Date: Fri, 20 Sep 1996 10:38:39 +0300 (EET-DST)
From: Mikko Helin <MHELIN at tne01.tele.nokia.fi>
I think that this kind of aliasing distortion can be avoided by using
oversampling, which means that sampling rate is increased so that
aliasing occurs at higher frequencies, which are then filtered out
before D/A conversion or resampling to lower (original) sample rate.
Yes, this is standard way to implement it.
Date: Thu, 19 Sep 1996 15:01:27 -0400 (EDT)
From: Eli Brandt <eli at ux3.sp.cs.cmu.edu>
If we're stuck with infinite harmonics coming out of our waveshaping,
the conceptually simplest solution would be to supersample, waveshape,
lowpass, and subsample.
Just as above, yes. And yeah, it'll reduce the aliasing, but with
infinite harmonics you still have a good chance of the aliasing effect
being annoying.
This chain of operations might simplify, but probably not. I've
considered just doing all digital work at a multiple of audio rate,
and lowpassing whenever spurious harmonics are generated. This costs
you a constant factor everywhere, but avoids the expense of resampling
up and down all over the place.
Not really an issue; the resampling isn't especially costly.
Date: Fri, 20 Sep 1996 12:22:20 +0100 (CET)
From: "Erik Schuijers" <E.G.P.Schuijers at stud.tue.nl>
What technique many companies use these days is called sigma-delta
conversion.
I can't see how sigma-delta conversion would help here.
Date: Fri, 20 Sep 1996 13:15:51 -0400 (EDT)
From: Eli Brandt <eli at ux3.sp.cs.cmu.edu>
Take the case where we've got harmonic partials and they're all in
phase.
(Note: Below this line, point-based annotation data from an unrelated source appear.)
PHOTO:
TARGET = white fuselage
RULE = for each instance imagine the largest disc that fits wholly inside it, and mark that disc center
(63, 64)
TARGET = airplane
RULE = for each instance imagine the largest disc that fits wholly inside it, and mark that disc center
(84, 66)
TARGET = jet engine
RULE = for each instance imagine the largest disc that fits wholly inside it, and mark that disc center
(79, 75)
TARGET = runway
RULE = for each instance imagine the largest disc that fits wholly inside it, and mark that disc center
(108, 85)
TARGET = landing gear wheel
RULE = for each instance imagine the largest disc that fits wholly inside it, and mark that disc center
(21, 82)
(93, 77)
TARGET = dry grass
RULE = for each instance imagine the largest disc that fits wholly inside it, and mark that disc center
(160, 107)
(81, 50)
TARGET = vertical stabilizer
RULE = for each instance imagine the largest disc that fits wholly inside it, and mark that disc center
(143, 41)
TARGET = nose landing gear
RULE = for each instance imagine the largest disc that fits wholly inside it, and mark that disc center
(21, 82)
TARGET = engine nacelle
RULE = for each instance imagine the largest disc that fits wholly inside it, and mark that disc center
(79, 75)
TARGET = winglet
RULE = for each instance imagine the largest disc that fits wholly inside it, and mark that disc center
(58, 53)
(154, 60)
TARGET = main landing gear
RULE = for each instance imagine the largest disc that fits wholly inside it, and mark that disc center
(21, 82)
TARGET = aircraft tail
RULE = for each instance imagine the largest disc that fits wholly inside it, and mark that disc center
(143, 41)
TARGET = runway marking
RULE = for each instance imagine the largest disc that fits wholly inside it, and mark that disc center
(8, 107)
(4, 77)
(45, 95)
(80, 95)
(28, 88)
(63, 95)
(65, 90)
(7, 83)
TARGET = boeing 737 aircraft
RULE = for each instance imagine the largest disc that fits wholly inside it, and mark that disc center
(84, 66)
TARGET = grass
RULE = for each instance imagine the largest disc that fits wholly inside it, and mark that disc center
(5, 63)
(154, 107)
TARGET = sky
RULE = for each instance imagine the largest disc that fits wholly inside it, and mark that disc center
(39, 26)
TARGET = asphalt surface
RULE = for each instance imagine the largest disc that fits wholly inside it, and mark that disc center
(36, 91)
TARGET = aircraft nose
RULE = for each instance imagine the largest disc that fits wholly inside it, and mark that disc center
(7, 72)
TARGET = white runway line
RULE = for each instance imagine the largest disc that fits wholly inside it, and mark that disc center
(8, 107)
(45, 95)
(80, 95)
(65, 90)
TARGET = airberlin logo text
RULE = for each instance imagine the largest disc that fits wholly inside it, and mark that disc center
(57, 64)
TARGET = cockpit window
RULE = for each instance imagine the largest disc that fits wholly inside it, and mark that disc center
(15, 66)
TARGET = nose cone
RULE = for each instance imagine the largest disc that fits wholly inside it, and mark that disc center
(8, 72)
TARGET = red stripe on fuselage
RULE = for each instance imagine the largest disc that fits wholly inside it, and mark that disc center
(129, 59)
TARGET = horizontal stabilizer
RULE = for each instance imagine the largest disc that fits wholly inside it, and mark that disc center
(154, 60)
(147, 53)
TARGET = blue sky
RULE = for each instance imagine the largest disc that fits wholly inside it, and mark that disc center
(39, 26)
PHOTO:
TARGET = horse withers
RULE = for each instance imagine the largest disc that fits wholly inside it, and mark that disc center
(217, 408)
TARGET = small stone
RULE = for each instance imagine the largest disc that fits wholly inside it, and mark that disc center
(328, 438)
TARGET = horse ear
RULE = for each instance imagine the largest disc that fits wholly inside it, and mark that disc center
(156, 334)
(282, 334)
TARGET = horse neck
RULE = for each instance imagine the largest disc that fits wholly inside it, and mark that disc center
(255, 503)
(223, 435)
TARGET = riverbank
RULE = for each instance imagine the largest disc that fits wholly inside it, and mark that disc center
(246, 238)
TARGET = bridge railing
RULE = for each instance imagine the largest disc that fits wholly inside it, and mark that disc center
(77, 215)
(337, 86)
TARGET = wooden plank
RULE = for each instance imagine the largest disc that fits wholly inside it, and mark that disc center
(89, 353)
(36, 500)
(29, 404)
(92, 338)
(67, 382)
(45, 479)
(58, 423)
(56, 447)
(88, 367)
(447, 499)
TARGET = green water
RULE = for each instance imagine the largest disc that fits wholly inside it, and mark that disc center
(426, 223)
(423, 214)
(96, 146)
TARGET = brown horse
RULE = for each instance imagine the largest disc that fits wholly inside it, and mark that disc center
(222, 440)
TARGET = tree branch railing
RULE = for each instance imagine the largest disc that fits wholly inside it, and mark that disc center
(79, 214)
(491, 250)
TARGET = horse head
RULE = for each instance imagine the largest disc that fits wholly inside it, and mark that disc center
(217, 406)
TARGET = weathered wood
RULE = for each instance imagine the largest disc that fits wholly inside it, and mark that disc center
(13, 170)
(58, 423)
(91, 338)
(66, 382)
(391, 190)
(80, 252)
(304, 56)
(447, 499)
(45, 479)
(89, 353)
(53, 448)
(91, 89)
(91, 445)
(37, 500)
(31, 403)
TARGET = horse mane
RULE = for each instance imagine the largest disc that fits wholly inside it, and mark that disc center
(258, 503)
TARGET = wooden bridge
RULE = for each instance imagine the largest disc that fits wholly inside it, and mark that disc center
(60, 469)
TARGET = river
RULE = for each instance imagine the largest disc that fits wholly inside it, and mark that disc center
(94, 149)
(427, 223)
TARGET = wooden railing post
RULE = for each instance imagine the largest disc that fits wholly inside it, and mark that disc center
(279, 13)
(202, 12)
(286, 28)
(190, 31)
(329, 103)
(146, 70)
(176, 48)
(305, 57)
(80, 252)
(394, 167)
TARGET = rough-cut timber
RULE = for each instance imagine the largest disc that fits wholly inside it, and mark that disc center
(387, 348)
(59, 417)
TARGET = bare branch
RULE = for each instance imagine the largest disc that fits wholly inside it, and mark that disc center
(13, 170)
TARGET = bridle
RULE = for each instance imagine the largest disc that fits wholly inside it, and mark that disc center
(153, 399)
So the input signal x(t) is a sum of cos(kt) terms, out to K.
Each term a_k cos(kt) can be expanded, using the Chebychev* T_n, to a
degree-k polynomial in cos(t). Waveshaping their sum with a degree-D
polynomial gives one of degree-KD. Then translate each cos^n(t) back
to a sum of cos(kt) terms, k<=n. So we have a sum of cos(kt) terms,
k<=KD.
Wow, I have no idea what you're talking about!